Ron DeSantis is in the race. For the last two decades, presidential campaigns have hinged on domestic concerns. But as a Marine veteran and member of Congress working on issues related to China and Russia, I hope and expect foreign affairs will play a bigger role this cycle. America can’t afford a president who’s tough on Disney and soft on Putin.
So far, DeSantis’ most notable foreign policy has been to throw Ukraine under the bus. After previously supporting Ukraine. Before walking those comments back and sort of supporting Ukraine again. Flip-flopping aside, DeSantis’ failure to condemn Putin’s revanchist invasion, as well as deeper investigation of DeSantis’ record, suggests the governor is a Jacksonian. Jacksonians reject values like democracy or freedom as drivers of foreign policy. To them, only vital security or economic interests justify foreign intervention.
The problem with DeSantis’ narrow worldview is that values are crucial to out-competing China and Russia. One way to tell? The Chinese Communist Party and the Kremlin insist that values shouldn’t matter in international relations. They win sympathy from the Global South by framing their contest with the West as a clash with an overbearing civilization. By contrast, Xi Jinping and Vladimir Putin lose hearts and minds when their totalitarian vision is framed against the West’s universal values of freedom, democracy, and individual rights.

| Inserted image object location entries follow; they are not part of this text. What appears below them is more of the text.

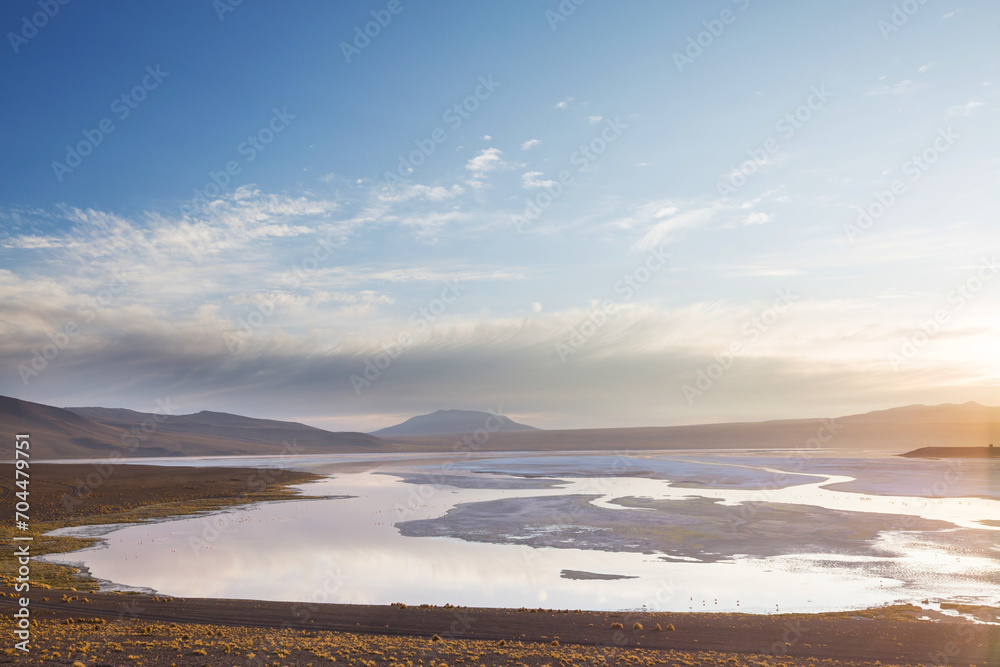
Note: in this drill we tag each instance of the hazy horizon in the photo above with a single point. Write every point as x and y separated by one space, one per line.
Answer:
621 215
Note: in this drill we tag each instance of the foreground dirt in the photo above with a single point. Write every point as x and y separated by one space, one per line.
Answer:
84 494
118 629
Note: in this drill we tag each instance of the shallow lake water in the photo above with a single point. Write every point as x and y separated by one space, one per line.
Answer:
350 550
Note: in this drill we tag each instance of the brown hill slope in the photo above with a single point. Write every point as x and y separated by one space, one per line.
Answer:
100 432
899 429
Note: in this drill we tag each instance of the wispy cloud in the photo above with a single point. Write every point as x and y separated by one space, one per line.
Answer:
904 87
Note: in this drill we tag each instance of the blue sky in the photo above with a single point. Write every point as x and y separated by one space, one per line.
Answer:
592 206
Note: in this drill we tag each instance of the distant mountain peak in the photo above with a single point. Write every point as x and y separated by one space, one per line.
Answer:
452 422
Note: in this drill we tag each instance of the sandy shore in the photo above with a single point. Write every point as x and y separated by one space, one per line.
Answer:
103 628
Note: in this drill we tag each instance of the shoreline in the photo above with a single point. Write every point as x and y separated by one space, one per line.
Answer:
892 634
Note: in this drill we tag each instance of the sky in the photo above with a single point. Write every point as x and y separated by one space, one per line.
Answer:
577 213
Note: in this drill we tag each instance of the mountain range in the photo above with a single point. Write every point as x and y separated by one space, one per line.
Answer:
74 433
453 422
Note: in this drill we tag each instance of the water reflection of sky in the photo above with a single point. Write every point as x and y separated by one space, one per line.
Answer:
347 550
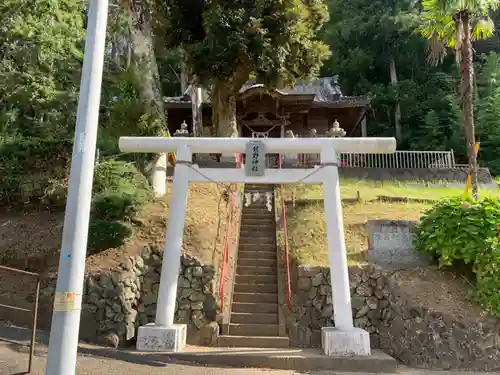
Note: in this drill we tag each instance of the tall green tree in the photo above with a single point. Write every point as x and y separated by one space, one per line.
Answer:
226 41
41 43
455 24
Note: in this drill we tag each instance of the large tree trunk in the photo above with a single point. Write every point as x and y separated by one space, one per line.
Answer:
145 66
397 106
224 111
466 92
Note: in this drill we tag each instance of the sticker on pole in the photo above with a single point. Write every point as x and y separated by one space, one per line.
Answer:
64 302
255 164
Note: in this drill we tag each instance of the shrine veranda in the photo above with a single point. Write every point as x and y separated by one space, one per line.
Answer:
343 339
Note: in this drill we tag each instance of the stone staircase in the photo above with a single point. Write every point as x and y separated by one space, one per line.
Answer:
254 318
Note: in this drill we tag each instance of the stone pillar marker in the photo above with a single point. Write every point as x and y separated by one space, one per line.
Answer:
342 340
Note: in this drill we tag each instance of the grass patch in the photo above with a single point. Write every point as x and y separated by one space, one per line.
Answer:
371 189
33 240
307 235
306 223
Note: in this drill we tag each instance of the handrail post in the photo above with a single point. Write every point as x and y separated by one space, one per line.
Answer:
285 239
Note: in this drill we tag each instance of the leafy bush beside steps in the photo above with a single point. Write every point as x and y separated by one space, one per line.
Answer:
463 230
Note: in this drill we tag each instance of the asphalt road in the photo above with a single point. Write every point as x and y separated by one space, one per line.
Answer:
94 360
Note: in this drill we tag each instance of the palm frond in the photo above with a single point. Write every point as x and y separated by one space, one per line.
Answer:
482 28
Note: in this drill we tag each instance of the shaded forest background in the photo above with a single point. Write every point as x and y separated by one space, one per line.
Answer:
374 50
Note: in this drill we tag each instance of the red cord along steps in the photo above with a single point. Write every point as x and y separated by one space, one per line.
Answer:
254 317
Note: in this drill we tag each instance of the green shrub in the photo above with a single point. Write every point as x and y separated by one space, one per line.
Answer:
118 204
121 191
33 170
105 235
462 230
113 174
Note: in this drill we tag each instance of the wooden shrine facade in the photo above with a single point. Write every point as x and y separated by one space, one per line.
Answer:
303 109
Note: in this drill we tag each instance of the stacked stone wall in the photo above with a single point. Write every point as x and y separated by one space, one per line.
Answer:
116 303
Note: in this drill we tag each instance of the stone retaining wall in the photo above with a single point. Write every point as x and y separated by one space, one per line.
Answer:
417 336
116 304
414 174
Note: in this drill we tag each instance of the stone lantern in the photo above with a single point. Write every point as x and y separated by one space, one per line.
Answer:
336 131
182 132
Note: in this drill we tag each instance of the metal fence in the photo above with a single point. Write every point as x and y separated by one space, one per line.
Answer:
399 160
6 305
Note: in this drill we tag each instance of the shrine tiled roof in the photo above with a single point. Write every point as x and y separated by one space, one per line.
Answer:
326 91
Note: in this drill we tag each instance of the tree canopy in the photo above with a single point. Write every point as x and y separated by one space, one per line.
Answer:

A President DeSantis would reject this helpful ideological competition with China and Russia. That’s ironic, because Gov. DeSantis has vaulted to prominence through ideological battle. He ceaselessly incites ideological conflict to his political benefit (and his state’s economic detriment.) It seems DeSantis has the stomach for fights with librarians, but not with the Wagner Group.
The connection between domestic and international values has never been more vital. Jan. 6, 2021, was Xi Jinping’s best day in office. It supported his case, to his own people and to the rest of the world, that America is decrepit and democracy doesn’t work. By investing in our economy and defending democracy at home and abroad, Joe Biden has made that case a lot harder. DeSantis doesn’t seem to want to argue it, at all.
Ronald Reagan did. Security and economic strategy was crucial, of course–but so was a powerful argument of the values at stake. But then the GOP took the wrong lessons from the disastrous adventurism of George W. Bush’s administration. Instead of accepting the limits of military might in building nations, it turned away from the importance of universal values to peoples of all nations.
The GOP must now decide whether its foreign policy reflects the leaders it once championed who stood up for democratic values against authoritarian regimes, or the MAGA mindset of DeSantis and Trump. China and Russia are rooting for an American president who dismisses values. American voters should not.
by Jake Auchincloss,
a Marine veteran and member of Congress who serves on the House Select Committee on China. He represents the Massachusetts 4th Congressional District.